The ugly problem of duplicate content part 2
by Alan Mosley
|Wednesday, November 16, 2011|
A continuation from The ugly problem of duplicate content part 1.
More serious cases of duplicate content
I will now concentrate more on the darker side of duplicate content, in part 1 I listed some causes of duplicate content and we covered the innocent causes of duplicate content…
In in this post we will cover…
Here we have duplicate content on someone else's website, either you have copied their work, or they have copied yours often done is mass using screen scraping software. Only one version will get credit for this content and it may not be you, even if you created it.
Fixes and penalties
To protect against screen scrapers you can put a canonical tag in your content pointing to your version and hope that if it is scraped they do not take it out, leaving you getting the credit, but this is only a weak defence. It is easy to find and take out any canonical tags, if someone has the ability to make a screen scraper it is safe to assume they would also have the ability remove tags also. You can use the rel author attribute on your content giving a signal to search engines who the real owner is, but this is a bit iffy also. The best defence from screen scrapers is themselves, a search engine can see that a site may have many pages that are duplicated form many sites, leading the search engines to believe that the site is the result of screen scaping, they are unlikely to give that site credit.
If you are the one that has plagiarized or screen scaped, you need to wonder about how search engines see your site, they may well see that with many cases of duplicate content that it is you that is stealing the work from others, and you are unlikely to get any credit, and you risk even more penalties.

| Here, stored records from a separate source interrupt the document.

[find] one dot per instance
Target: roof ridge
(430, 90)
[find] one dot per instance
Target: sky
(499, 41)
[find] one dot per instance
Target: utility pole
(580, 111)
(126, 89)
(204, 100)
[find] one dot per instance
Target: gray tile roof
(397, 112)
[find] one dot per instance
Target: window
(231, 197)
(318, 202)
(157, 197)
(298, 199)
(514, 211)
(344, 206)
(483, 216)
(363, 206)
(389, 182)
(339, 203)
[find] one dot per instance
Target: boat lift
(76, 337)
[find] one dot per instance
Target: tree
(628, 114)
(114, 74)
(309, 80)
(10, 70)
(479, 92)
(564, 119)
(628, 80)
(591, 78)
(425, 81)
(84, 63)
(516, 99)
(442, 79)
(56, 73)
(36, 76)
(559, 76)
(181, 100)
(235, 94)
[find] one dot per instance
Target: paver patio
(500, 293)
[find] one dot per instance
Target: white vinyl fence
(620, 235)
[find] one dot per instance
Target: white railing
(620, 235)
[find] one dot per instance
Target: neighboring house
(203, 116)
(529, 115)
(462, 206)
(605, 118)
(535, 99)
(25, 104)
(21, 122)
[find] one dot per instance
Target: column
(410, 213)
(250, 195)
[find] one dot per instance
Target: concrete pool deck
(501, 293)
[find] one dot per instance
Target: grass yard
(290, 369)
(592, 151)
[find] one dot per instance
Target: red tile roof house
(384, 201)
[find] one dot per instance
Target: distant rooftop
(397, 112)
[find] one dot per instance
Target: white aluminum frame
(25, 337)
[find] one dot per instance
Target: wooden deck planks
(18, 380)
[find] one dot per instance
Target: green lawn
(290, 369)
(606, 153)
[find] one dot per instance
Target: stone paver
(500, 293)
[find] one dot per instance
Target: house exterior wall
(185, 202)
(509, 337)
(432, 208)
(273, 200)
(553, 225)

Search engines don't like screen scrapers and when they find them they will take away any ranking they have. The panda update is looking for just this sort of thing.
You can get done for duplicate content when you are innocent of the fact. Most websites are built with a master page or template that holds the header, footer and side menus, these areas are by nature duplicate content. Search engines are not worried about these areas they are worried about the main content area. Often when you have very little content in the main content area, it is possible for search engines to decide your page is duplicate content. Matt Cutts has stated many times that they will take a page and takeaway of the duplicate content, all the advertising and it if the remaining content is not useful, does not add any value or in thin then it will be punished.
Fixes and penalties
For thin content the answer is simple, you need to add more content to the page to make sure your page is detectable as unique.
Affiliate duplicate content
By affiliate I mean those sites selling products on behalf of another vender or organization under some sort of licence or agreement, an example is the Amazon affiliate program. The problem with this is that the content provided to you is the same content provided to every other affiliate causing a duplicate content problem.
Fixes and penalties
A site with nothing but duplicate content provided from a vender will be seen as thin content, and normal duplicate content penalties will apply.
The way around this is to write your own product descriptions and to add your own content to the page. Affiliate websites were some of the hardest hit by the Panda update.
301 redirects, canonical tags and blocking of duplicate pages in robots.txt file or no-index tags are less than perfect solutions, all have problems such as link juice leaks. The best solutions is not have duplicate content in the first places or to add enough original content to the page to eliminate the problem.
Some thing to consider when published a page, take away all the advertising, all the duplicate content that can be found on another page somewhere else on the internet or your own website and consider what is left. Does it add value or is it useful to the user? If you answer no, then you have a problem. Did you create the vast majority of the content on the page? If you answer no, then you have a problem.